Les Britanniques avaient confisqué leurs fusils, mais plusieurs Canadiens des environs participeront aux travaux de terrassement. Des gens de Beauport, qui avaient caché des munitions de l’armée française, remettent aux troupes de Lévis près de 1 000 livres de poudre et 1 500 boulets de canon. Chaque nuit, environ 80 guerriers autochtones montent la garde. Toutefois, l’arrivée des premiers vaisseaux de guerre britannique le 9 mai met fin au rêve de reconquête armée. En l’espace de quelques jours, la milice commence à se défaire et les troupes entreprennent leur retraite vers Montréal.
En juin, la couronne française répudie sa dette de guerre. Lévis, Vaudreuil et Bigot en seront réduits à garantir, en leurs noms propres, les achats de nourriture pour l’armée et les miliciens.

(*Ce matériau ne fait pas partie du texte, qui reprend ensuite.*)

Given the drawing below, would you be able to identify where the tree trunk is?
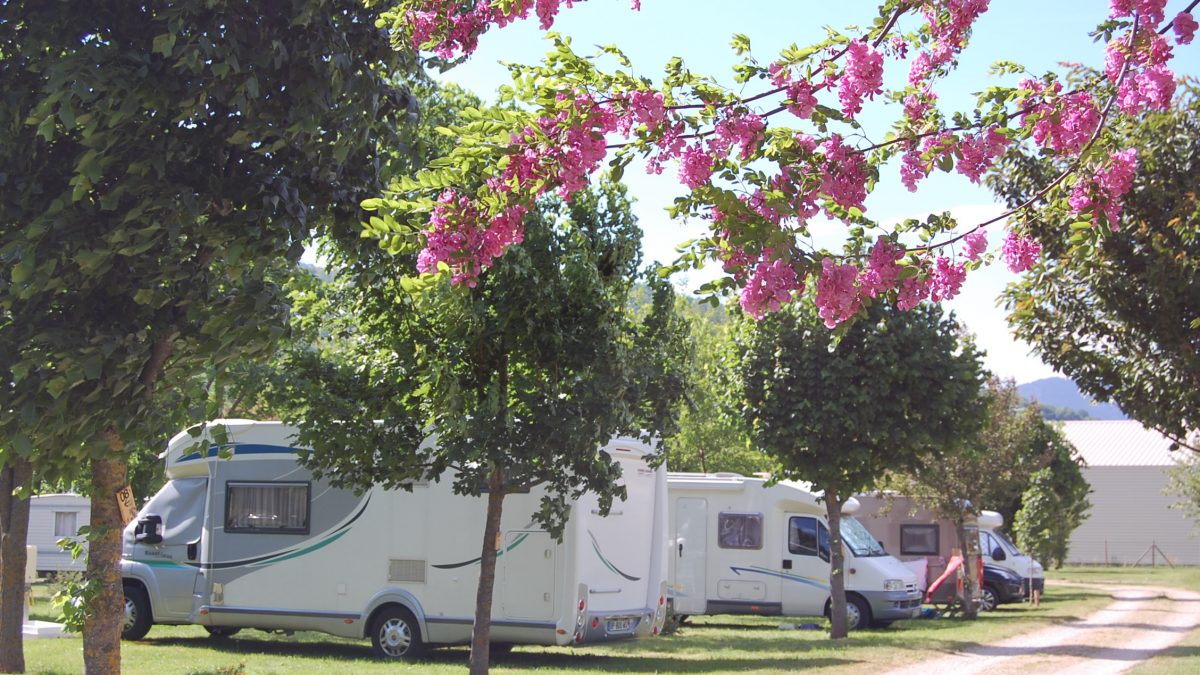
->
[954,521,979,619]
[0,459,34,673]
[470,466,508,675]
[83,451,128,675]
[818,489,848,640]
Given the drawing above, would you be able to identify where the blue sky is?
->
[432,0,1200,383]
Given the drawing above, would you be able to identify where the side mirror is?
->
[133,513,162,544]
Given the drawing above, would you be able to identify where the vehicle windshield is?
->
[991,530,1025,555]
[841,515,888,557]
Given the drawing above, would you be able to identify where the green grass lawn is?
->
[16,568,1200,675]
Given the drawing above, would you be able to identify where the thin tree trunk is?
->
[470,466,508,675]
[83,446,128,675]
[826,489,848,640]
[954,521,979,619]
[0,458,34,673]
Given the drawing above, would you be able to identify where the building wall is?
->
[1067,466,1200,565]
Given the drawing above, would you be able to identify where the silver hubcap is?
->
[846,603,863,631]
[121,598,138,631]
[379,619,413,656]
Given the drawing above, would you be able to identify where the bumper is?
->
[854,590,922,621]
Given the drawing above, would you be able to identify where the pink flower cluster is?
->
[838,40,883,118]
[1018,79,1100,154]
[1000,232,1042,274]
[416,190,526,283]
[1068,148,1138,225]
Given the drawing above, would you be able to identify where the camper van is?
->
[121,420,667,658]
[667,473,922,629]
[857,494,1045,609]
[25,492,91,574]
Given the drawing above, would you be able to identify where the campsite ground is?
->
[18,568,1200,675]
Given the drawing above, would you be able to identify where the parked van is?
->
[25,492,91,574]
[857,494,1045,609]
[667,473,922,629]
[121,420,667,658]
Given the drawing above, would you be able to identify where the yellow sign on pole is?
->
[116,485,138,525]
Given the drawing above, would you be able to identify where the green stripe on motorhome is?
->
[430,532,529,569]
[588,530,642,581]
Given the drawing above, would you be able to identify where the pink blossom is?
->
[838,40,883,118]
[817,133,868,210]
[1018,79,1100,154]
[814,258,862,328]
[679,145,713,190]
[858,237,904,298]
[962,228,988,261]
[1001,232,1042,273]
[1067,148,1138,231]
[929,256,967,303]
[1171,12,1200,44]
[738,250,804,319]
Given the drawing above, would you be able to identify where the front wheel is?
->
[371,605,425,659]
[121,584,154,640]
[979,586,1000,611]
[846,596,871,631]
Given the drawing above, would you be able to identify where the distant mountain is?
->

Parallèlement, James Murray entreprend le « démantèlement de la Nouvelle-France paroisse par paroisse, en désarmant et en neutralisant la milice ». Ses troupes peuvent se heurter à de la résistance armée comme à Batiscan. Mais le plus souvent, les responsables de milices remettent les armes comme à Gentilly, Bécancour et Berthier. À Sorel, les troupes britanniques pillent tout ce qu’elles trouvent. Le mouvement de défection milicienne s’accélère rapidement. En août, les forces de Lévis ne comptent pas plus de 400 miliciens. Afin d’accélérer leur désintégration, des militaires britanniques recourent à la terreur. Des viols ont lieu à Varennes. Le lendemain, l’armée britannique libère une vingtaine de prisonniers canadiens en leur remettant un document qui spécifie que la résistance armée entraînera la déportation des Canadiens en Europe. Détail ultime qui nous éloigne de la fable persistante sur la « libération » de la Nouvelle-France : ces paroles de Murray selon lesquelles « il n’est pas nécessaire » d’aider les habitants dans leurs récoltes tant que les futurs traités de paix ne seront pas signés, quelque part en Europe. Comme l’écrivait François-Xavier Garneau, Voltaire célébra le triomphe des Anglais par un banquet, une pièce de théâtre et un feu d’artifice au son d’une musique guerrière. « Spectacle étrange et sinistre », disait Garneau, que le livre de MacLeod rend plus amer par l’évocation de la douleur partagée d’un peuple ayant tout donné.
Sans avoir la profondeur documentaire de ses précédents livres, dont l’impeccable La vérité sur la bataille des plaines d’Abraham, ce livre vaut son temps de lecture et attend son traducteur.